Mi GPS dice que llegaré a San Miguel a las 17:15, si Dios quiere.
Tiempo suficiente para preparar el altar antes de la exposición del Santísimo y de la misa.
17:10
Estoy llegando a la rotonda de Los Montesinos y, justo en ese momento, un par de motoristas de la Guardia Civil cortan la salida a San Miguel y nos obligan a desviarnos hacia Los Montesinos.
Puedo entrar en la carretera de San Miguel por La Marquesa. El GPS me dice que llegaré a San Miguel, si Dios quiere, a las 17:25. Un poco justo, pero bueno.
17:25
Aparco en San Miguel justo a tiempo para dar el primer aviso de la misa y para tomarme la cuarta de las cinco pastillas mágicas contra el dolor y la inflamación de articulaciones.
Mientras preparo todo y llega Andrés —que también se ha encontrado con la Guardia Civil cortando el paso— dan las 17:35 y la exposición del Santísimo empieza con cinco minutos de retraso.
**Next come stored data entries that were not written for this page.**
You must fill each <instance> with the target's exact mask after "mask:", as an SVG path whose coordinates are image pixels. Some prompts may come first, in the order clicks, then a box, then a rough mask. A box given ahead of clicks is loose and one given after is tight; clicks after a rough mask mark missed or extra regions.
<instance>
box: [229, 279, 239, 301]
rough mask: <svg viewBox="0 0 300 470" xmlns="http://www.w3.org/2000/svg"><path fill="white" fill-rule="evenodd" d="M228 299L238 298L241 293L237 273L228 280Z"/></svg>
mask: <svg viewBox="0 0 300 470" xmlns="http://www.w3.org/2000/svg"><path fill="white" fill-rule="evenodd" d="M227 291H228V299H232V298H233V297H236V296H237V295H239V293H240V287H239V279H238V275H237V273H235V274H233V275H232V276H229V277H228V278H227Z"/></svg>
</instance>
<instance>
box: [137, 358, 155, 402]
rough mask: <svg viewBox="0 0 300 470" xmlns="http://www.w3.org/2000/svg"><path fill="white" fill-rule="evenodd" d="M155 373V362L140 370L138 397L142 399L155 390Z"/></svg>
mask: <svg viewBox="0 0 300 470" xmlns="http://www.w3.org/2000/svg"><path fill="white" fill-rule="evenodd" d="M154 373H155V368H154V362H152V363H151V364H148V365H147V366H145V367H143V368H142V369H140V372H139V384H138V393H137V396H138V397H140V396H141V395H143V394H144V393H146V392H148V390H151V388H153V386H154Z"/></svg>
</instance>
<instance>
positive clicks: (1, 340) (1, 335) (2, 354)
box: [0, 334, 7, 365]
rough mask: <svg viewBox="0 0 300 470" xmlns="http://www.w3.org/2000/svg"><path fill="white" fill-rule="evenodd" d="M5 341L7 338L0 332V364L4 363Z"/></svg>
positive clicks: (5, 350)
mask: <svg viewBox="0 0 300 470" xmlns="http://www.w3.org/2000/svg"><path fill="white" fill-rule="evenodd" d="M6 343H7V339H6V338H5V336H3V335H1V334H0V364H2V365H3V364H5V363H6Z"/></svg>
No importa: vamos a escaparnos del tiempo por un buen rato entre música alabanzas.
18:35
Termina la misa. Hay que recogerlo todo —con ayuda de Carmen y de doña Nati— y sentarse cerca de la puerta de la entrada donde aún da el sol para mirar fijamente al sagrario en el que se refleja el sol de poniente.
Y, luego, hay que publicar en X la vanidad del callistemon que se da importancia en El Paseo bajo la luz de abril y ante la mirada serena y bondadosa de Dios, su Creador.